Well, sort of. Except, this time a dog actually walked over to me, and peed ON me.
You read that right. And it's true. I actually got urinated on at the dog park tonight by some big black dog. Fascinating, huh? Let me tell you the whole story . . .
It's like, 8:30 pm., and Eric is done with his work on the basement for the night, and we're trying to decide if we feel like doing anything before watching the movie we rented last night. Then, I look over at Dino, (our 2 ½ year old Aussie Shep/Blue Heeler mix) and decide that he could use a trip to his favorite place in the world, THE DOG PARK!!
So, we grab a plastic bag and his leash (for incidentals), get in the truck, and drive the mile over to his park. Maybe it was because the weather was so nice, but honestly, there were more dogs at this dog park then we've ever seen—parking was actually an issue for a couple of minutes! Of course, in the back seat Dino looks like he's about to go Cujo on us and jump through the window if we don't hurry up and let him out.
After finding a spot and letting Dino safely exit the car, I decide that I might be better off standing by this little bridge with railings in case any of the dogs have a thing for pregnant women and want to jump up on me. After all, I didn't want to create any “awkward situations” if one of them got too close to my unborn child.

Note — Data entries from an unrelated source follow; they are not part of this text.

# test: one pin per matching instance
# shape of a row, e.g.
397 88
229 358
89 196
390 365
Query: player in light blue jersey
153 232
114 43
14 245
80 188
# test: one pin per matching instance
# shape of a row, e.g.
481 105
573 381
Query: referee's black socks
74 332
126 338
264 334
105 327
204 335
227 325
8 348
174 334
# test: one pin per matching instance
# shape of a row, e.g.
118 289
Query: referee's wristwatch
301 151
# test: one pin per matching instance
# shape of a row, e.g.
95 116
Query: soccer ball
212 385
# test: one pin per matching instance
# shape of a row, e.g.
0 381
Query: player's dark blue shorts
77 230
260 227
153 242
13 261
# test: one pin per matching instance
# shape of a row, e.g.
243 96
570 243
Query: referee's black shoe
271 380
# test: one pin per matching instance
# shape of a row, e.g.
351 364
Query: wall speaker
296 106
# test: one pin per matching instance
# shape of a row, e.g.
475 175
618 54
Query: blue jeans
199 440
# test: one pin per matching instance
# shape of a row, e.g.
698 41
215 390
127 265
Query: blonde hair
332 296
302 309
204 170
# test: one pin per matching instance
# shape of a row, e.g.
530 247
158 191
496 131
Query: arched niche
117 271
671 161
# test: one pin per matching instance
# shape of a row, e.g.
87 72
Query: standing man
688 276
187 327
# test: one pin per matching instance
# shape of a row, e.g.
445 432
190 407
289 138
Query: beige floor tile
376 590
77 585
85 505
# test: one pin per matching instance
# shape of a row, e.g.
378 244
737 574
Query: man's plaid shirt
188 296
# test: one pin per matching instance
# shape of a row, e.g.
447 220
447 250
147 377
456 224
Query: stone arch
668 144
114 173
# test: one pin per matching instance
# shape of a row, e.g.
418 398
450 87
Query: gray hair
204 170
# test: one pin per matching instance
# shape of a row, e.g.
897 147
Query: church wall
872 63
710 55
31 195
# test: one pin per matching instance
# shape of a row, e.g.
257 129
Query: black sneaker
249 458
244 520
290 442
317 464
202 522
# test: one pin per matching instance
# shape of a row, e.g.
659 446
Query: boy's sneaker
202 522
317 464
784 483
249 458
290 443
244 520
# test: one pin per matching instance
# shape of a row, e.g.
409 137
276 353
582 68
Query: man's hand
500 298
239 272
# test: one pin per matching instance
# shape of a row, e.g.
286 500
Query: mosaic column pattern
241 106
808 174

About 10 minutes go by, and I'm just watching with a smile on my face as Dino runs around and plays with the other dogs. I imagine it's kind of like watching your kid play with the other kids on the playground—you get a happy feeling knowing that they're socializing well! As I enjoy the moment at hand, I notice I'm kind of in a daze . . . just watching the dogs, enjoying the first rain-free day in so many weeks . . . when all of a sudden, my foot feels really warm. Really warm. Kinda wet. Not bad, sort of like this warm, refreshing, water was being sprayed on it. So I look down, and I see this big black dog with his leg up. Pissing on my foot at first, and now it's traveling up my leg.
That didn't just happen . . . I didn't just get peed on. So I replay the whole scene in my head, and for some reason, it's VERY funny. It really is, isn't it? Of course I couldn't get mad at the dog, or the dog's owner—he was just trying to pee on the railing of the bridge, and I happened to be standing in his way.
Unfortunately for Dino, his trip got cut a little short. I think he understood though . . .
I post this because I want you to think of this the next time you're having a bad day. Just recall this story and think to yourself, “at least somebody else's dog didn't take a leak on me.” I guarantee you'll either feel better about your situation, or at the very least, get a little chuckle.